Warnock, who won a special election runoff in early 2021 and has now earned a full six-year term, finished narrowly ahead of Walker in the November general election. But because neither reached the majority mark, they advanced to this week's one-on-one runoff, extending one of the most expensive and hard-fought campaigns in the country.
Warnock's win means that Senate Democrats protected every seat they had on the ballot this year, while also flipping the open seat in Pennsylvania to expand their Senate majority by one despite a tough political environment and sagging approval ratings from President Joe Biden.

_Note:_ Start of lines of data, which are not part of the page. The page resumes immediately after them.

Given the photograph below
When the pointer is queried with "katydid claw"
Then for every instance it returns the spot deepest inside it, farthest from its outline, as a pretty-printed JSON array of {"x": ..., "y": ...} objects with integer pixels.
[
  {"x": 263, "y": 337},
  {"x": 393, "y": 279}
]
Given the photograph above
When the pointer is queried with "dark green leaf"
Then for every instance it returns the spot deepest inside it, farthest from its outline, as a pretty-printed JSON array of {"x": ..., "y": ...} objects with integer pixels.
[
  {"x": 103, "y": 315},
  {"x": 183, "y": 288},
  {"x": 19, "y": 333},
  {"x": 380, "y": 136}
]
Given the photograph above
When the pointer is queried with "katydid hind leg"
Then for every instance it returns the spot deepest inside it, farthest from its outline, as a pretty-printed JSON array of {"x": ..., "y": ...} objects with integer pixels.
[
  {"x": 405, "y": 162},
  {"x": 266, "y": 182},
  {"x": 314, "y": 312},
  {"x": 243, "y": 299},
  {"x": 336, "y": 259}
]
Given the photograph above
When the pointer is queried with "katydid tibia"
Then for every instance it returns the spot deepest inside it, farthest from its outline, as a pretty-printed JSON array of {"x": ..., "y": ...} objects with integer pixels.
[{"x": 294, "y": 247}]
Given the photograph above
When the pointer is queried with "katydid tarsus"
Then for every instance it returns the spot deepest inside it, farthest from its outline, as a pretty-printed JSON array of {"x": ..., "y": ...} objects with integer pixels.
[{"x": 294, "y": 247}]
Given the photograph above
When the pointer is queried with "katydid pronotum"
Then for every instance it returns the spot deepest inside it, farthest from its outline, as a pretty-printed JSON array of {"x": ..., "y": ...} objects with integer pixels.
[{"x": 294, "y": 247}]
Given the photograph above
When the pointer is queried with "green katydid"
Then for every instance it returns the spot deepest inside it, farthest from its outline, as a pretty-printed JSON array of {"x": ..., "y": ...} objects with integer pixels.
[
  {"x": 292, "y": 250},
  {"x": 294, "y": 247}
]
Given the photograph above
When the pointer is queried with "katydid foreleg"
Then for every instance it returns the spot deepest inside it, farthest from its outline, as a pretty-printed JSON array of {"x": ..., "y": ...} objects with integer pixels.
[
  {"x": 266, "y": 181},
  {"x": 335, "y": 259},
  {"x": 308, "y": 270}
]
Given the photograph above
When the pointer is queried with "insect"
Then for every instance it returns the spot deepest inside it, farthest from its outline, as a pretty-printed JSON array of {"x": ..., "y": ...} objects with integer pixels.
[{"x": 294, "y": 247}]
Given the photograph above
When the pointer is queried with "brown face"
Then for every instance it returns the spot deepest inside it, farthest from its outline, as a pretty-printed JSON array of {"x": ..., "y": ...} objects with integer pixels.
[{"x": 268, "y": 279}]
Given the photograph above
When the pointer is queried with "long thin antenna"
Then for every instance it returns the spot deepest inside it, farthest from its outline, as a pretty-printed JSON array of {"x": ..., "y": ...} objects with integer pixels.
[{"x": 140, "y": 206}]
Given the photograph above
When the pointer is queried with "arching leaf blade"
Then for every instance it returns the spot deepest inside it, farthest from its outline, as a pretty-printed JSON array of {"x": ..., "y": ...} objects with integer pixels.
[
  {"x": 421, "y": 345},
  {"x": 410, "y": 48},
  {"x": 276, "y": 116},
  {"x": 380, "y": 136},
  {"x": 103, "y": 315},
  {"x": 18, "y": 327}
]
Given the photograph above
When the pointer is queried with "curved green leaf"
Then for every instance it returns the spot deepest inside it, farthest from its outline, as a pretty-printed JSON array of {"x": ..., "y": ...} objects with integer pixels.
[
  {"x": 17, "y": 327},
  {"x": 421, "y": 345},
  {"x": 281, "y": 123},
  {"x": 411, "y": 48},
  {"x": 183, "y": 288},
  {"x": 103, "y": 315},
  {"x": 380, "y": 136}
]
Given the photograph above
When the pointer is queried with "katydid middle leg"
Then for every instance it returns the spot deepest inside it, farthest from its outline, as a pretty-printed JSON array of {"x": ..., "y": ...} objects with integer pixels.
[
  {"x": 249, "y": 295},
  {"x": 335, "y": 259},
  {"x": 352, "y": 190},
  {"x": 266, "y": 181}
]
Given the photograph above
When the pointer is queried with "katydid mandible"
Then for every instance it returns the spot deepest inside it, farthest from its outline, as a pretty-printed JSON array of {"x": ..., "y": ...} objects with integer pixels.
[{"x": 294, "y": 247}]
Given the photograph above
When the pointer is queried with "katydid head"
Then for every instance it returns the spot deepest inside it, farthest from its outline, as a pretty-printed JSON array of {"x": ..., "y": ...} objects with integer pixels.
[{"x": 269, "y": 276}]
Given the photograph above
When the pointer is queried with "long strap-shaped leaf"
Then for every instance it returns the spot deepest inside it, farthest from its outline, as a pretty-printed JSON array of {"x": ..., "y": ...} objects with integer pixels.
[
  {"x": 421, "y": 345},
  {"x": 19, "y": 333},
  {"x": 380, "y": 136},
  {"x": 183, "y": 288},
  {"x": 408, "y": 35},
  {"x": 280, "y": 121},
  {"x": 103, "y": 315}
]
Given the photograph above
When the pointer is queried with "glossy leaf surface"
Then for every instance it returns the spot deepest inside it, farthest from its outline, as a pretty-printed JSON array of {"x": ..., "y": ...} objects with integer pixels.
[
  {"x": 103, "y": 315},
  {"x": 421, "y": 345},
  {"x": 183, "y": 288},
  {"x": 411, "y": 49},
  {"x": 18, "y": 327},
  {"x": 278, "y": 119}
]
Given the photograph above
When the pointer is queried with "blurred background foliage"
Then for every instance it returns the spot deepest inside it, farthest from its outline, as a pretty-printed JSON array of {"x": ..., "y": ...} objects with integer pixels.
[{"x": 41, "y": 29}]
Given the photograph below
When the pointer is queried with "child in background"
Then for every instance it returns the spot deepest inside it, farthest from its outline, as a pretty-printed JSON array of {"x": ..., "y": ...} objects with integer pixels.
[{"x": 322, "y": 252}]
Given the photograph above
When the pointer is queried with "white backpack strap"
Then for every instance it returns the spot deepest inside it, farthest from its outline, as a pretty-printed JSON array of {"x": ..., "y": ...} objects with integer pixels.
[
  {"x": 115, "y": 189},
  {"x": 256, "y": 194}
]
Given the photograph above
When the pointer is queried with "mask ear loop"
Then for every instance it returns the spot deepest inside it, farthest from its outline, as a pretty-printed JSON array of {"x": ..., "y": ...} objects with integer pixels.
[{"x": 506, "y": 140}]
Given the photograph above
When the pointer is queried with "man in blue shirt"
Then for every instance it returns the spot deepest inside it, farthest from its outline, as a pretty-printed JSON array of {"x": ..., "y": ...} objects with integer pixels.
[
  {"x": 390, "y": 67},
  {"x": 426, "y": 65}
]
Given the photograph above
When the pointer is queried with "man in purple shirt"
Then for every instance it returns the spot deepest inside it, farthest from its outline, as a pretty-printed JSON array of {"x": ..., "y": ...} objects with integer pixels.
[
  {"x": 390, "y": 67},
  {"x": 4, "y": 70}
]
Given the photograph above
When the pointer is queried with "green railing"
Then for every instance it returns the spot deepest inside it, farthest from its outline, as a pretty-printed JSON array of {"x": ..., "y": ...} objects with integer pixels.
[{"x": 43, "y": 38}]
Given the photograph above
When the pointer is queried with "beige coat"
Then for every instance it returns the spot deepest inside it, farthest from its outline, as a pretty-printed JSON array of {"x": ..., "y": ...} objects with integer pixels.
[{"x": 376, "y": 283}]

The results also mark another big defeat for former President Donald Trump's endorsed candidates — a sore spot for local Republicans around the country who say he saddled the party with unelectable candidates. Trump intervened in GOP primaries this year to boost three hopefuls in tossup Senate races: Walker, a former football star, as well as celebrity physician Mehmet Oz in Pennsylvania and investor Blake Masters in Arizona. All three lost, as did other Trump picks in swing House seats and gubernatorial battles.
Georgia Gov. Brian Kemp, meanwhile, easily won reelection in November after seeing off a Trump-backed primary challenger earlier this year, after Kemp refused to aid Trump's efforts to subvert the results of the 2020 election.